# Large Tent as a Checked Bag?



## Smashley_RR (Mar 26, 2022)

My husband and I are planning to travel from Ohio out to Montana this summer but cannot figure out if our tent will be able to be checked. We made sure our stations do checked baggage, we just want to be sure we will have a tent to travel with. We have a larger tent, not a backpacking tent, and would prefer not to buy a new one for this journey. 

It is in its own carrying bag and under the linear inches and weight for checked bags. All the posts I have seen are about small tents that are in other suitcases/luggage. This would just be the tent in its own nylon, zippered bag, that has a couple click straps on top and long carrying handles. It seems to us like it could be considered a "Special" checked baggage item, but not specifically listed there and the chat function was not helpful in answering this question. 

We do not have much cross-country Amtrak experience, so any wisdom on this subject would be helpful! Thank you!


----------



## Maglev (Mar 26, 2022)

Smashley_RR said:


> ...It is in its own carrying bag and under the linear inches and weight for checked bags....This would just be the tent in its own nylon, zippered bag, that has a couple click straps on top and long carrying handles...

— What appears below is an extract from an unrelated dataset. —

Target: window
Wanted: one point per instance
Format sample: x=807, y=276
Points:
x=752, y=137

There should be no problem with this. I hope you have a great trip!


----------



## tgstubbs1 (Mar 26, 2022)

I'm sure they would allow it. Does it have metal or fiberglass poles?


----------



## John Santos (Mar 26, 2022)

My small, but much larger than backpacking sized, 2-person tent with metal poles fits easily inside a large LL Bean roller duffel bag, along with most of my camping equipment, hiking boots, sleeping bag, pad, etc. No problem checking it on Amtrak.

Don't carry camp stove or lantern fuel, e.g. butane, propane, etc. in your luggage It is hazardous and not allowed. I buy my fuel at a camping or outdoor store near my destination and leave any leftovers at the registration place with a note "free to a good home." Stoves and lanterns without the fuel tank are fine. I would avoid gasoline (Coleman fuel, aka naptha or white gas) or kerosene stoves or lanterns as they are hard to thoroughly dry out and trying to empty them, you risk spilling the fuel.


----------



## MARC Rider (Mar 26, 2022)

John Santos said:


> My small, but much larger than backpacking sized, 2-person tent with metal poles fits easily inside a large LL Bean roller duffel bag, along with most of my camping equipment, hiking boots, sleeping bag, pad, etc. No problem checking it on Amtrak.
> 
> Don't carry camp stove or lantern fuel, e.g. butane, propane, etc. in your luggage It is hazardous and not allowed. I buy my fuel at a camping or outdoor store near my destination and leave any leftovers at the registration place with a note "free to a good home." Stoves and lanterns without the fuel tank are fine. I would avoid gasoline (Coleman fuel, aka naptha or white gas) or kerosene stoves or lanterns as they are hard to thoroughly dry out and trying to empty them, you risk spilling the fuel.


I once took a white gas stove on a camping trip that involved Amtrak. At the end of the trip, I had to spend a good amount of time sitting around (in an outdoor location, of course, that was NOT the station platform) running the stove until all the fuel was used up so that I could take it on board with me for my return ride home.


----------



## tgstubbs1 (Mar 27, 2022)

Those little folding Sterno stoves are handy and don't have any flammable parts.


----------



## CCC1007 (Mar 28, 2022)

Which station are you getting off at? That determines whether or not there is Checked Baggage service.


----------